Mr. Swidger, in his polite desire to seem to acquiesce at all
events, delivered this as if there were no iota of contradiction in
it, and it were all said in unbounded and unqualified assent.
The Chemist pushed his plate away, and, rising from the table,
walked across the room to where the old man stood looking at a
little sprig of holly in his hand.
"It recalls the time when many of those years were old and new,
then?" he said, observing him attentively, and touching him on the
shoulder. "Does it?"
"Oh many, many!" said Philip, half awaking from his reverie.
"I'm eighty-seven!"
"Merry and happy, was it?" asked the Chemist in a low voice.
"Merry and happy, old man?"
"Maybe as high as that, no higher," said the old man, holding
out his hand a little way above the level of his knee, and looking
retrospectively at his questioner, "when I first remember 'em!
Cold, sunshiny day it was, out a-walking, when some one - it was my
mother as sure as you stand there, though I don't know what her
blessed face was like, for she took ill and died that
Christmas-time - told me they were food for birds. The pretty
little fellow thought - that's me, you understand - that birds'
eyes were so bright, perhaps, because the berries that they lived
on in the winter were so bright. I recollect that. And I'm
eighty-seven!"
"Merry and happy!" mused the other, bending his dark eyes upon
the stooping figure, with a smile of compassion. "Merry and happy -
and remember well?"
"Ay, ay, ay!" resumed the old man, catching the last words. "I
remember 'em well in my school time, year after year, and all the
merry-making that used to come along with them. I was a strong chap
then, Mr. Redlaw; and, if you'll believe me, hadn't my match at
football within ten mile. Where's my son William? Hadn't my match
at football, William, within ten mile!"
"That's what I always say, father!" returned the son promptly,
and with great respect. "You ARE a Swidger, if ever there was one
of the family!"
"Dear!" said the old man, shaking his head as he again looked at
the holly. "His mother - my son William's my youngest son - and I,
have sat among 'em all, boys and girls, little children and babies,
many a year, when the berries like these were not shining half so
bright all round us, as their bright faces.

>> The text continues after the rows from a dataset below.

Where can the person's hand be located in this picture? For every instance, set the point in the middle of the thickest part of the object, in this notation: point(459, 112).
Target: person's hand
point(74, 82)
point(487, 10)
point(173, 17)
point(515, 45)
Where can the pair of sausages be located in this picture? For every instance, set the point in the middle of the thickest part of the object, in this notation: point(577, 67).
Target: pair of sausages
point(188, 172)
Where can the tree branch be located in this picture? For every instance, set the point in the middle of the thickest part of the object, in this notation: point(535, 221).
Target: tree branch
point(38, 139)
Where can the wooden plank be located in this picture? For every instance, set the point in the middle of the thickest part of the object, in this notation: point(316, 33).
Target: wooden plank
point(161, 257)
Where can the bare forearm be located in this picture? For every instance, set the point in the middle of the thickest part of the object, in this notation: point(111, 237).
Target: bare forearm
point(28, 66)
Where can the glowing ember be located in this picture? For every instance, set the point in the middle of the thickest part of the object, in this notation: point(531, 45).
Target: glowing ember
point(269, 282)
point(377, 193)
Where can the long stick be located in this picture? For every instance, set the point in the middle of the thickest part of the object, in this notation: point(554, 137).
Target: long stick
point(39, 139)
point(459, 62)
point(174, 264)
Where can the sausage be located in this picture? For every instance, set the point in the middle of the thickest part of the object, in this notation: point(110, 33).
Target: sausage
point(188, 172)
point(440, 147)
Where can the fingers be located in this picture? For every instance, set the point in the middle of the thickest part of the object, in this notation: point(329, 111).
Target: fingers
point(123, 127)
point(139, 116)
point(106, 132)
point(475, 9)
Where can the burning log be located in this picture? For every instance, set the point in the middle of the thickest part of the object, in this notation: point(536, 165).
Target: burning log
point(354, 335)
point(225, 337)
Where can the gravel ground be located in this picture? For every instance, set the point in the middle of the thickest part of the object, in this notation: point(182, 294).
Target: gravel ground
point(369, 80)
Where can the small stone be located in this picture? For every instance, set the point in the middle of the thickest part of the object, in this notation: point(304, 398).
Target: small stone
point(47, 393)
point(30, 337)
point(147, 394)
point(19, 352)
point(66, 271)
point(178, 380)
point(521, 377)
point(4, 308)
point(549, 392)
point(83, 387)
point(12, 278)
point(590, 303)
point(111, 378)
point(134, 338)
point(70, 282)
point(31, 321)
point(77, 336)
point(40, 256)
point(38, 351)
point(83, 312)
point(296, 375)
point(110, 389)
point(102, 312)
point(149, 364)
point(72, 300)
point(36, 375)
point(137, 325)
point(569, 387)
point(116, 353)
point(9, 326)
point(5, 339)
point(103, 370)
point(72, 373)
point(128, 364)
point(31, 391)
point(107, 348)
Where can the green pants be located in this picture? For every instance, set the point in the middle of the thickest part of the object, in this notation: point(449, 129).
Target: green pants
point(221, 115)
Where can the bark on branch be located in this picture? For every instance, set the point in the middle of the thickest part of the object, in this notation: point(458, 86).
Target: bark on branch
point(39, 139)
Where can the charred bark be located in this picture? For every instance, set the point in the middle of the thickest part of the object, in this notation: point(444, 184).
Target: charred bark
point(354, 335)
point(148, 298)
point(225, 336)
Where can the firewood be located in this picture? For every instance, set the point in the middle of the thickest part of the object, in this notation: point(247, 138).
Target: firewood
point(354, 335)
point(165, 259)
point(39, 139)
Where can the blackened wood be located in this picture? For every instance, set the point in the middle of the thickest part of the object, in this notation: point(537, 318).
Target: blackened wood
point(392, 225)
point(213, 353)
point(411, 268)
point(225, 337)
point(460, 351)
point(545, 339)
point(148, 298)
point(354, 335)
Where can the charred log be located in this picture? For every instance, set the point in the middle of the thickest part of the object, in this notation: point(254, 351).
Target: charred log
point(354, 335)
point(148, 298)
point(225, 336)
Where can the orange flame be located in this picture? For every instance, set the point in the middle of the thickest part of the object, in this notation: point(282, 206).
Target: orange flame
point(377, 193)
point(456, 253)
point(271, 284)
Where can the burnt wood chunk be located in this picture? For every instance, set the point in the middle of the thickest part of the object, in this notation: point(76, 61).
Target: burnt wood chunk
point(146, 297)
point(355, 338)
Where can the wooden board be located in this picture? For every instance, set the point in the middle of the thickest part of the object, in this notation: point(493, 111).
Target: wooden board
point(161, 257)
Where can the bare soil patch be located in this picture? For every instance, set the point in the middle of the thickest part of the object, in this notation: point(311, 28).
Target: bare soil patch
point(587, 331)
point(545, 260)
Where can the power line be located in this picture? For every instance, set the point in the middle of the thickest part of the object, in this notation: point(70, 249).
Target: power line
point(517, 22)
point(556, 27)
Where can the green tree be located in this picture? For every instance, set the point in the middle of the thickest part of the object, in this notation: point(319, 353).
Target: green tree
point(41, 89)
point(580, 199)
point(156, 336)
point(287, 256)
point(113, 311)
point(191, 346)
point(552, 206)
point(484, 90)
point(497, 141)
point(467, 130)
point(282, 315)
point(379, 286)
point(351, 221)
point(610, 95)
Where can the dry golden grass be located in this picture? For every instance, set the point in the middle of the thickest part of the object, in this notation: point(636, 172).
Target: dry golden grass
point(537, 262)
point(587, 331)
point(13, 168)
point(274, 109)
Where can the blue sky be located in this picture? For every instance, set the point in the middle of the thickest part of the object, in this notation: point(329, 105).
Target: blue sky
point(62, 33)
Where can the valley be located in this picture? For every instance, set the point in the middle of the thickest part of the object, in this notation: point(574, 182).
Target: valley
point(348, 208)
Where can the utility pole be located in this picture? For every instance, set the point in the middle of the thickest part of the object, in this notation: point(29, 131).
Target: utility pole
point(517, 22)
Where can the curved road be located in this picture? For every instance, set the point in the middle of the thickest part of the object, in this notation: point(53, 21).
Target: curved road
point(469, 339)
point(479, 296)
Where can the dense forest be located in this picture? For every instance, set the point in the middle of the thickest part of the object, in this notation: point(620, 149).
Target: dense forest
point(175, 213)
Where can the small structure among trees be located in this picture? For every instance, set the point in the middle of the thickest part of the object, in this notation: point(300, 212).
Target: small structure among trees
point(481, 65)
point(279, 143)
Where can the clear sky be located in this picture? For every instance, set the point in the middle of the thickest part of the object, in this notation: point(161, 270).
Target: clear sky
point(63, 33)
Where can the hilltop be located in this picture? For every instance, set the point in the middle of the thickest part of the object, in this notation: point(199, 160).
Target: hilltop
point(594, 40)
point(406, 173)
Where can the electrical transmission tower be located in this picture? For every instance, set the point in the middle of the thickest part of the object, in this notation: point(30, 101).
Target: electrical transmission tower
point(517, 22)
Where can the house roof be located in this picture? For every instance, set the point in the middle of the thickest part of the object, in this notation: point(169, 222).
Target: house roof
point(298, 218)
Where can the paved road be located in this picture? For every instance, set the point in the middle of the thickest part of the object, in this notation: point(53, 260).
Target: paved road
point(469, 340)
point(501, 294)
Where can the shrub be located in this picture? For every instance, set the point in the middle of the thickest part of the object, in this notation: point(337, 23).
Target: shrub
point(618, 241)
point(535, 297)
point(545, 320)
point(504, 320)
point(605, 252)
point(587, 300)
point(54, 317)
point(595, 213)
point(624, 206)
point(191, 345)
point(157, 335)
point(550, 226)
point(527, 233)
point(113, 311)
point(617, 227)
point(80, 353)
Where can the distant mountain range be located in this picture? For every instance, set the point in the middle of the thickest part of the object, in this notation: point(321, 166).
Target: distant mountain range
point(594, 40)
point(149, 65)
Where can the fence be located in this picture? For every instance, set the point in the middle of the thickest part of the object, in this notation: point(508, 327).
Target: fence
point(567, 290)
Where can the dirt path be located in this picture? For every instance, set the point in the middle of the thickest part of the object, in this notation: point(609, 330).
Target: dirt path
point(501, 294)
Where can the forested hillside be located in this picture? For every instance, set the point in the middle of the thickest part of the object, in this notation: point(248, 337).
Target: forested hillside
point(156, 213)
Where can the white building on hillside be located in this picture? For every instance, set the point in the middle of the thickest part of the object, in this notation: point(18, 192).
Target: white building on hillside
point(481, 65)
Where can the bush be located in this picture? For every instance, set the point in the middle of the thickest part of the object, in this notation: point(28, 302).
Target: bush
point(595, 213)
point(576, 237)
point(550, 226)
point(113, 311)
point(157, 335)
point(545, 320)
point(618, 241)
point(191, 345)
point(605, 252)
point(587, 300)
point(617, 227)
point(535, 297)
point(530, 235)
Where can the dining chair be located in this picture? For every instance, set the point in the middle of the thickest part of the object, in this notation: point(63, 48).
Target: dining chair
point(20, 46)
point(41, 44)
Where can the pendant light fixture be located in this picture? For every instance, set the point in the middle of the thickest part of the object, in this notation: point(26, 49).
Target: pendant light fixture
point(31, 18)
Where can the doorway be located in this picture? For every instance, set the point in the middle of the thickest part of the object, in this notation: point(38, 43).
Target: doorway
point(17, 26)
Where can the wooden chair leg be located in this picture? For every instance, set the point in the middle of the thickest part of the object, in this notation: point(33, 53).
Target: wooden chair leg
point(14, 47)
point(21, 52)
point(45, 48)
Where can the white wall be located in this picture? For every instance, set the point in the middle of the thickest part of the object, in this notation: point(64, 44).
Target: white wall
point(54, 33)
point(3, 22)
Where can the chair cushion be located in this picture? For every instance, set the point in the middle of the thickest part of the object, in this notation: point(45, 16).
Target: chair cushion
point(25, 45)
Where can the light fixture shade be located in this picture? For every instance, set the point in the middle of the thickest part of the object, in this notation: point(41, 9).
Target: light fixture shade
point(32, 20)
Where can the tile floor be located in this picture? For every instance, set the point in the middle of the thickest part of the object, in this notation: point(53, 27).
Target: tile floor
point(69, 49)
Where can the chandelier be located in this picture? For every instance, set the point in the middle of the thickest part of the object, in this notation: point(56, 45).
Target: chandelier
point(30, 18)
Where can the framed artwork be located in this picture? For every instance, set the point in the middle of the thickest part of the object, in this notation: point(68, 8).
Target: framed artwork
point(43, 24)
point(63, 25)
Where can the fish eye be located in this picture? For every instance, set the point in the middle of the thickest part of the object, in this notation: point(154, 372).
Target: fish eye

Many of 'em are gone;
she's gone; and my son George (our eldest, who was her pride more
than all the rest!) is fallen very low: but I can see them, when I
look here, alive and healthy, as they used to be in those days; and
I can see him, thank God, in his innocence. It's a blessed thing to
me, at eighty-seven."
The keen look that had been fixed upon him with so much
earnestness, had gradually sought the ground.